The Appeal Board noted that Pfizer in its appeal provided better and further particulars than had been provided to the Panel particularly with regards to the actual outcomes of Phase I and what Pfizer considered to be the misleading nature of the ABPI press release.

The Appeal Board noted that its role was solely to determine whether the activity at issue was joint working thereby triggering the requirement to publish an executive summary.

The Appeal Board noted its comments above and considered that the benefits listed in the protocol in relation to patients would only come about if Phases 2 and 3 were undertaken and completed; there was no patient centred benefit at the end of Phase 1.  The purpose of Phase 1 and its outputs were data centred rather than patient centred.  The Appeal Board considered that the arrangements at Phase 1 of the project in relation to NHS region were not a joint working project and thus no executive summary of the written agreement needed to have been published before the arrangements were implemented.  The Appeal Board ruled no breaches of the Code in this regard.  The appeal on both points was successful.

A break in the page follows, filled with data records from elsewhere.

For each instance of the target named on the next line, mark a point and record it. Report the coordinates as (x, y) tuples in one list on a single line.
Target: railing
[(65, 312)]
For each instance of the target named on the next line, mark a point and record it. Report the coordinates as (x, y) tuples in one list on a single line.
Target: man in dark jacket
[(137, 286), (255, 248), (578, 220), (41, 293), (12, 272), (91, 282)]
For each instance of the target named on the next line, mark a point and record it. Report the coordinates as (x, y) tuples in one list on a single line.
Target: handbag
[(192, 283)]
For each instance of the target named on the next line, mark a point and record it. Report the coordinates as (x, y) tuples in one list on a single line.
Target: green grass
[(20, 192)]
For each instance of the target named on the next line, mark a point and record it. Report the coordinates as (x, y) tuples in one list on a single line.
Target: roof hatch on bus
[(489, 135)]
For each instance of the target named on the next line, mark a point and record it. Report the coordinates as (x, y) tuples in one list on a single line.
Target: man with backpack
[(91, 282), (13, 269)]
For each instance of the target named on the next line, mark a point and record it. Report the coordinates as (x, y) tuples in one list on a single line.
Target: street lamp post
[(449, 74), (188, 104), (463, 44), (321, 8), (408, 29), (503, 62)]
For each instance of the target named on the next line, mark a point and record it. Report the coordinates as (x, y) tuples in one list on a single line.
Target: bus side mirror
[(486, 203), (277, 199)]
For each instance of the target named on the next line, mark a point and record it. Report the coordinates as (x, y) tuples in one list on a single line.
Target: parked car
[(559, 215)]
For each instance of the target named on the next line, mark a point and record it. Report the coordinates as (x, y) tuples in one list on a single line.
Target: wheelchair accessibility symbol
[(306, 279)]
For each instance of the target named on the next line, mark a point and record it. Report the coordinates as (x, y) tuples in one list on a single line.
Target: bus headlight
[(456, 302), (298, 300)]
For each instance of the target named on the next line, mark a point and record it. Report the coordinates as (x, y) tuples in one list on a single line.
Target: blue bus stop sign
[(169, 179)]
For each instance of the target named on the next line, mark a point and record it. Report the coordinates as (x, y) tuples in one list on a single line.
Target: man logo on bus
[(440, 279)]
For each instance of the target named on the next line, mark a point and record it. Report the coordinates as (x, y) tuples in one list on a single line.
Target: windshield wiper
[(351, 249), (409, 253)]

Following its completion of the consideration of the appeals in Case AUTH/3045/6/18 and Case AUTH/3046/6/18 (AstraZeneca), the Appeal Board noted that the respondent companies in Case AUTH/3043/6/18 (Novartis) and Case AUTH/3044/6/18 (Roche), had accepted the Panel’s rulings of breaches of the Code and had not appealed.  AstraZeneca had appealed Case AUTH/3046/6/18.

The Appeal Board agreed that Novartis and Roche should be contacted and informed of the outcome of the appeals in Case AUTH/3045/6/18 and Case AUTH/3046/6/18.  The PMCPA Constitution and Procedure did not cover this unusual situation where more than one company was involved in the same set of circumstances and the Appeal Board had taken a different view to the Panel.  Novartis and Roche should each be offered the opportunity to appeal out of time and the appeal process would operate in the usual way.  The complainant should also be informed.  The reports for Case AUTH/3043/6/18 and Case AUTH/3044/6/18 should be updated to reflect the situation and to cross refer to the cases which were successfully appealed.  Roche declined the opportunity to appeal.  Novartis appealed and the Appeal Board subsequently ruled no breaches of the Code.